Looking like she just crawled out of a garbage disposal or fucked the Swamp Thing on a compost pile, the Barbadian alien strikes a “scratching at my athlete’s foot” pose on November’s cover of Esquire. Esquire’s offices must be located in a world where the Duchess of Alba and the First Lady of Camerooooon don’t exist, because they named RiRi their sexiest woman alive. But I have a feeling RiRi won that title by default, because she’s the only one who raised her hand when Esquire asked who wanted to be photographed looking like the Jolly Green Giant farted her out.
In the issue, RiRi says that even though she does dozens of dry Kama Sutra positions on stage every night, she isn’t just a horny goat who will crotch hump the air if a body or an inmate object is not available. RiRi claims that she only does first degree ho shit if the song calls for it (examples of her songs that call for it: ALL OF THEM). RiRi then got into some Chris Brown talk and only had nice things to say about his stupid ass:
“It’s incredible to see how he pulled out of it the way he did. Even when the world seemed like it was against him, you know? I really like the music he’s putting out. I’m a fan of his stuff. I’ve always been a fan. Obviously, I had some resentment toward him for a while, for obvious reasons. But I’ve put that behind me. It was taking up too much of my time. It was too much anger. I’m really excited to see the breakthrough he’s had in his career. I would never wish anything horrible for him.

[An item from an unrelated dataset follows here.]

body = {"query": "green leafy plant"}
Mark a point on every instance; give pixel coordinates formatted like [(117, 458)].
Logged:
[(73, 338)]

Never. I never have.”
RiRi, you nasty bitch. “….to see how he pulled out of it the way he did”? RiRi knew exactly what kind of images the Etch-A-Sketch in our brains would draw while reading that line. Chris Brown’s dick is about as long as RiRi’s thirtyhead, so it’ll take an hour or fifty for him to pull out of anything. You can have breakfast, lunch, dinner and three sensible snacks on his shaft as he pulls out. You can recreate the glove on the bottle scene from the Laverne & Shirley opening on his shaft as he slowly pulls out of an ass. RiRi just had to do that to me.
I don’t agree with RiRi, though. Even if you took away the fact that he beat her down, Chris Brown is still a douche bottle full of dick-shaped shits. Chris is just a gigantic anus with a big dick. Great. Now I have the image of a gigantic anus slowly pulling its dick out of another anus. I hate you, RiRi.